Jeugdbescherming - Als misdrijf omschreven feit - Uithandengeving - Samenstelling van het hof van assisen

Bij arrest nr. 154/2010 van 22 december 2010 heeft het Grondwettelijk Hof het beroep tot vernietiging verworpen dat door de vzw «Défense des Enfants - International - Belgique - Branche francophone (D.E.I. Belgique)» en de vzw «Ligue des Droits de l’Homme» werd ingesteld tegen de wet van 31 juli 2009 «tot wijziging van artikel 119 van het Gerechtelijk wetboek en van artikel 57bis van de wet van 8 april 1965 betreffende de jeugdbescherming, het ten laste nemen van minderjarigen die een als misdrijf omschreven feit hebben gepleegd en het herstel van de door dit feit veroorzaakte schade» en van art. 119, § 2, Ger.W., zoals dat artikel werd vervangen bij art. 209 van de wet van 21 december 2009 tot hervorming van het hof van assisen.
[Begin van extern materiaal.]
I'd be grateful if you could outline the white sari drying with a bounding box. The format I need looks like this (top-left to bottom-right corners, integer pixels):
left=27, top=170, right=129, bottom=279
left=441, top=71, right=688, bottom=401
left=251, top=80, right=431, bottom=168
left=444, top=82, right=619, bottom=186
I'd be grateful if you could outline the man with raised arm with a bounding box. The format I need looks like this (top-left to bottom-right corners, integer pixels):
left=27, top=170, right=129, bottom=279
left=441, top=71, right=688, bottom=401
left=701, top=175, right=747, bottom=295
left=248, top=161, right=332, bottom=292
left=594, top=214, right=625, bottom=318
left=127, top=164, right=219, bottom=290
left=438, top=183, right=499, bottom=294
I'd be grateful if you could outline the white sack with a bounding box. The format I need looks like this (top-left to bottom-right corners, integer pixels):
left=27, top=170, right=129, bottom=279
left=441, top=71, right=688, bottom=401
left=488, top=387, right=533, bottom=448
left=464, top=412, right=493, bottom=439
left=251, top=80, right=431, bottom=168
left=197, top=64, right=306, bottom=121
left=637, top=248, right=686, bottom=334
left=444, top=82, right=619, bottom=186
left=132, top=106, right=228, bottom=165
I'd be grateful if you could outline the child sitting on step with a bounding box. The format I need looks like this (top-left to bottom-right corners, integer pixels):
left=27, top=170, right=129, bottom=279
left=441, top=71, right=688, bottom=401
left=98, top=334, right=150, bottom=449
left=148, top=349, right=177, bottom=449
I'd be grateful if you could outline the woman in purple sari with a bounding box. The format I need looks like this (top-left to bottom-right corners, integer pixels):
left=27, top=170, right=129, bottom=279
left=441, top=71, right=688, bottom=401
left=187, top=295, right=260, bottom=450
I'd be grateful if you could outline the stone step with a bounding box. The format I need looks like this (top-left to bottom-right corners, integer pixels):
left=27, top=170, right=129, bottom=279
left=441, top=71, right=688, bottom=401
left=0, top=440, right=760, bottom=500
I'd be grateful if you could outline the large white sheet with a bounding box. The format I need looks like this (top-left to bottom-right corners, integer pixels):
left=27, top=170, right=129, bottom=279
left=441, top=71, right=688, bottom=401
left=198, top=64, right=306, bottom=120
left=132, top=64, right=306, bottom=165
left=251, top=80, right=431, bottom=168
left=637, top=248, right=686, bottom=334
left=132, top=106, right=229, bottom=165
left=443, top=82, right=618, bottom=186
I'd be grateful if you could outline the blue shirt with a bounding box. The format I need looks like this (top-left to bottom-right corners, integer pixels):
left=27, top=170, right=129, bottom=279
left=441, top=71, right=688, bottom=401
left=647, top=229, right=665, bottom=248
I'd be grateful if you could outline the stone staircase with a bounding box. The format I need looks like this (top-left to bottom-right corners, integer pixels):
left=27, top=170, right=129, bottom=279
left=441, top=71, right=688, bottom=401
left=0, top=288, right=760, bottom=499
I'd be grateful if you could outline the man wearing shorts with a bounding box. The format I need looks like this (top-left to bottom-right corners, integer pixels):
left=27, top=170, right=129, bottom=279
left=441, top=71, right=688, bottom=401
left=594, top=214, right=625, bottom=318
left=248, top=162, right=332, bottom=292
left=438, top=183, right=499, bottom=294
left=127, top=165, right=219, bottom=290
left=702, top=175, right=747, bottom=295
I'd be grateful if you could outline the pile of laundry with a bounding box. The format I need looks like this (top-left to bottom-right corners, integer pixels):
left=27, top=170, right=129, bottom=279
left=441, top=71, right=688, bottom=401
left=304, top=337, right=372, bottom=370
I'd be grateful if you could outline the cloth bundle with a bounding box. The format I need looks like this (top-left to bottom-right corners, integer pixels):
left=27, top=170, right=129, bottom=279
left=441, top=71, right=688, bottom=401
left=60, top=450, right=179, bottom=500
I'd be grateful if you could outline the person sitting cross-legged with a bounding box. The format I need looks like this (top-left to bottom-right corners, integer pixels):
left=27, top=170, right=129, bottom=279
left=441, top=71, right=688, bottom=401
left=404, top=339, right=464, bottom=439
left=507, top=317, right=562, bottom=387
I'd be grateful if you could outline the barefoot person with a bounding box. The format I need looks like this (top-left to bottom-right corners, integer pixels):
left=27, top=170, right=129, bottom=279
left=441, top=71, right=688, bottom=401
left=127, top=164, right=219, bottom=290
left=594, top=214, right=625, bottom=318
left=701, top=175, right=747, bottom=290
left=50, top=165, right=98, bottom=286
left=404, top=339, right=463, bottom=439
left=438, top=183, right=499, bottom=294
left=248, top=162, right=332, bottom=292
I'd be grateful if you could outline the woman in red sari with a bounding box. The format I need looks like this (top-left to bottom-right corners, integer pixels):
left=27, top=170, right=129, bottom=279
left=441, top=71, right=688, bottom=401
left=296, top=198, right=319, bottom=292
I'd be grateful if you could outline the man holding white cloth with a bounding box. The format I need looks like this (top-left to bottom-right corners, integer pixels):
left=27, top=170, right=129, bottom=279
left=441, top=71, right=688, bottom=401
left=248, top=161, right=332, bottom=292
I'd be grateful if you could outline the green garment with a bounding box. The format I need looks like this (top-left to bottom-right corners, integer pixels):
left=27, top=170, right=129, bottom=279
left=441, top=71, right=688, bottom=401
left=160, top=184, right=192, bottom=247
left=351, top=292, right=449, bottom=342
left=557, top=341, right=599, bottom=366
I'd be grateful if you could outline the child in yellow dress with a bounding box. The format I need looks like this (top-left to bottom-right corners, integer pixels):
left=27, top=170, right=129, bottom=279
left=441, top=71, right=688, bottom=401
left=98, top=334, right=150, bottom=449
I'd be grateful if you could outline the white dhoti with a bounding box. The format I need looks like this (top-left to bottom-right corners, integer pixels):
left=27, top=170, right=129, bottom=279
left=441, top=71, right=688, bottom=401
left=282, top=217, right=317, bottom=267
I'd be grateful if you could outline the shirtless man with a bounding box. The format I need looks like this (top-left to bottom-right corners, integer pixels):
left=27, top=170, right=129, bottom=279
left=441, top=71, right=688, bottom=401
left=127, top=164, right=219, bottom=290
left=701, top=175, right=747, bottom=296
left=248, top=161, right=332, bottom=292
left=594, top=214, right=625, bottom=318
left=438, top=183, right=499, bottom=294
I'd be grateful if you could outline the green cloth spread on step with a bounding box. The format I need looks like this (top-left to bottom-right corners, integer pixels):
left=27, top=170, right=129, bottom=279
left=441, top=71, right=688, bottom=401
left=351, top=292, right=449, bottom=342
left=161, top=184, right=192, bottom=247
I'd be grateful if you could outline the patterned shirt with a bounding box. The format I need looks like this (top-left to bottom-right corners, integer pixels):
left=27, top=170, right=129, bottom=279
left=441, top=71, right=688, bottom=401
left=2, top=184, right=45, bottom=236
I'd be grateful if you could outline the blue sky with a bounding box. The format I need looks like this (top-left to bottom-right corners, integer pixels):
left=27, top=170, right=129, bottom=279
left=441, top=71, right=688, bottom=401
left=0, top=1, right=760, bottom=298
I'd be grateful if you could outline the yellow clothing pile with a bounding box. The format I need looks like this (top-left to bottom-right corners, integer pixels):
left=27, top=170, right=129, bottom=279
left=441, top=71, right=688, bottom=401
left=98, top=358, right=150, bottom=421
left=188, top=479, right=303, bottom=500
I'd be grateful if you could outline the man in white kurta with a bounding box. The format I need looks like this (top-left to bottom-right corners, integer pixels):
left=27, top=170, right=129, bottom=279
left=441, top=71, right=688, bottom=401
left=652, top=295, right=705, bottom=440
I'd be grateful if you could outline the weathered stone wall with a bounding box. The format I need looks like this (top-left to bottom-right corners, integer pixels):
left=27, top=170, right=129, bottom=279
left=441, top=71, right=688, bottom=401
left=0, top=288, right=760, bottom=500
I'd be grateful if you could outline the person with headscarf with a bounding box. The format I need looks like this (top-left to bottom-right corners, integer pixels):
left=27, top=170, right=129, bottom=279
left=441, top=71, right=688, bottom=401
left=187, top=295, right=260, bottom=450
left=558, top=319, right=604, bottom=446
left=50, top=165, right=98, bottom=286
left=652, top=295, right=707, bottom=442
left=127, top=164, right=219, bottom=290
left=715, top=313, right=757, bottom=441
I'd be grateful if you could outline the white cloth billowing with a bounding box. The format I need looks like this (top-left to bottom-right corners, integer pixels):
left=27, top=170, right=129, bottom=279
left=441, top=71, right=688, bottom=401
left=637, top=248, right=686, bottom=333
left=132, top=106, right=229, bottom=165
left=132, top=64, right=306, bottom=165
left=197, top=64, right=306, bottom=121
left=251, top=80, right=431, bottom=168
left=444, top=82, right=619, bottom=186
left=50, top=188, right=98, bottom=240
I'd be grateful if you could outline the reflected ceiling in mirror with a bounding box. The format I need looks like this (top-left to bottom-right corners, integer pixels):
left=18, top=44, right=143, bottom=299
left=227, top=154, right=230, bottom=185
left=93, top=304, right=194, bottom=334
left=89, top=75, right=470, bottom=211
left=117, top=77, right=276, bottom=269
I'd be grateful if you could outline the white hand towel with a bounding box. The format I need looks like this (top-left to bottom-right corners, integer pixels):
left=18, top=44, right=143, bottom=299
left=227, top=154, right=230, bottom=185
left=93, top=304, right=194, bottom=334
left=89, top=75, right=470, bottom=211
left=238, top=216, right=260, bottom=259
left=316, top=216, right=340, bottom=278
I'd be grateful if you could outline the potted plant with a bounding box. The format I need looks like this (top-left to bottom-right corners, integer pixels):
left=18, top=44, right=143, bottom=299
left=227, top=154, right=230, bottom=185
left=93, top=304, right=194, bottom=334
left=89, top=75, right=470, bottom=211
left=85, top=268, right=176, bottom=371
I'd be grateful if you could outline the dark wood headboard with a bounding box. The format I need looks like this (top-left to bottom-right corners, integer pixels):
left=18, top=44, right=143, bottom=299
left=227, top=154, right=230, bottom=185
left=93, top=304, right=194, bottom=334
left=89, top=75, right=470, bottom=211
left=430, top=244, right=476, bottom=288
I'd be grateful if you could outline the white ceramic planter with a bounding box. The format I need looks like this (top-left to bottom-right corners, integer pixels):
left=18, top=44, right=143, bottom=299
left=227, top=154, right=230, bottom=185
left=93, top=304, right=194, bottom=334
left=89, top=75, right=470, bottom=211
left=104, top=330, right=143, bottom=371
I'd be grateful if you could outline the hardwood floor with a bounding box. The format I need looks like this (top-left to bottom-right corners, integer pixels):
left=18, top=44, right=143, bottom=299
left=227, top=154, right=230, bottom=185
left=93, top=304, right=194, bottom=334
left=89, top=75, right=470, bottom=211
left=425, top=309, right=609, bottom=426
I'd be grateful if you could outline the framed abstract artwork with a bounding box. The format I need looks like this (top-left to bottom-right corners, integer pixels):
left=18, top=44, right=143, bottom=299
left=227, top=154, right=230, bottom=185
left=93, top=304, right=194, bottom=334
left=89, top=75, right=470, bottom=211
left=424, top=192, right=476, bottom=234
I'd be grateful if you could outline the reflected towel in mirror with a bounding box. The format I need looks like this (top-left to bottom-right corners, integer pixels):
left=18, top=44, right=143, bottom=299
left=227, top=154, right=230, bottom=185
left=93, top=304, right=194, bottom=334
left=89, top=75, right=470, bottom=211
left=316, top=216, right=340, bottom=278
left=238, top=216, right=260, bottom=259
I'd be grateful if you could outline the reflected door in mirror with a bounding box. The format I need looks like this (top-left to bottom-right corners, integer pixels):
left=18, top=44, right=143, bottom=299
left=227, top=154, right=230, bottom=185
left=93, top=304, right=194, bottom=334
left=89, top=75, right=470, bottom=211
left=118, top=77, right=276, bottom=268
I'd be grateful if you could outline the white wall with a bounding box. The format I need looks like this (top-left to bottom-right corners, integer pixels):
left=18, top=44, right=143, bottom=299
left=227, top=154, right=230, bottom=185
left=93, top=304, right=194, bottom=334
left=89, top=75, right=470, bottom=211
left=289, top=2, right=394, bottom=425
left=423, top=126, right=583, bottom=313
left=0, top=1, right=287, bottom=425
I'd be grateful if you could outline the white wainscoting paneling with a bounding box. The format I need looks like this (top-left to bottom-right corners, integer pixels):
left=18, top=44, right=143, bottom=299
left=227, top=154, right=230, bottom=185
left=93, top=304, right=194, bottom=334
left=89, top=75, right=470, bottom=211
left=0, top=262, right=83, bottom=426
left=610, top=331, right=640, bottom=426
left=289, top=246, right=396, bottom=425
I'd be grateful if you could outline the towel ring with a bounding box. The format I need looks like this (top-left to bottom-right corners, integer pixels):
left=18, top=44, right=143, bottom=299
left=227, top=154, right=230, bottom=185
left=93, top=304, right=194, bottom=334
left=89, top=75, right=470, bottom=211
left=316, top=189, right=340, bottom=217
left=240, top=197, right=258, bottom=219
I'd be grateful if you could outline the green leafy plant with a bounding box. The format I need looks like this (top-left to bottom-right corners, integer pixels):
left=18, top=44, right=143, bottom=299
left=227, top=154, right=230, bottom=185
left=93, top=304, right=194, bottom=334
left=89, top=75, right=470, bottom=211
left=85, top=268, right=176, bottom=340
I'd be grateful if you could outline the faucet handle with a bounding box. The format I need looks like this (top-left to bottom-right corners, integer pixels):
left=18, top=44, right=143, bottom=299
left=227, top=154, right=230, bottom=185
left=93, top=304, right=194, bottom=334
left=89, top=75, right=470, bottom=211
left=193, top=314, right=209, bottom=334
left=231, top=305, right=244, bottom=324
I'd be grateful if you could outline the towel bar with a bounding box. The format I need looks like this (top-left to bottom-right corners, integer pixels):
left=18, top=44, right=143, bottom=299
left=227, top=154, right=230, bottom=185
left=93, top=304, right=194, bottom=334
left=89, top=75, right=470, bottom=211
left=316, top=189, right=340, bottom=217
Het Hof heeft de middelen deels onontvankelijk verklaard omdat de grieven geen betrekking hadden op de bestreden bepalingen maar op de wet van 13 juni 2006 waarover het Hof reeds uitspraak heeft gedaan in zijn arrest nr. 49/2008. Ten aanzien van de grieven van de verzoekers betreffende de samenstelling van het hof van assisen bij de berechting van minderjarigen, oordeelde het Grondwettelijk Hof dat de wetgever, door te bepalen dat voortaan de meerderheid van de leden van het hof van assisen over een specifieke opleiding in jeugdzaken moet beschikken, tegemoetkomt aan het voormelde arrest nr. 49/2008.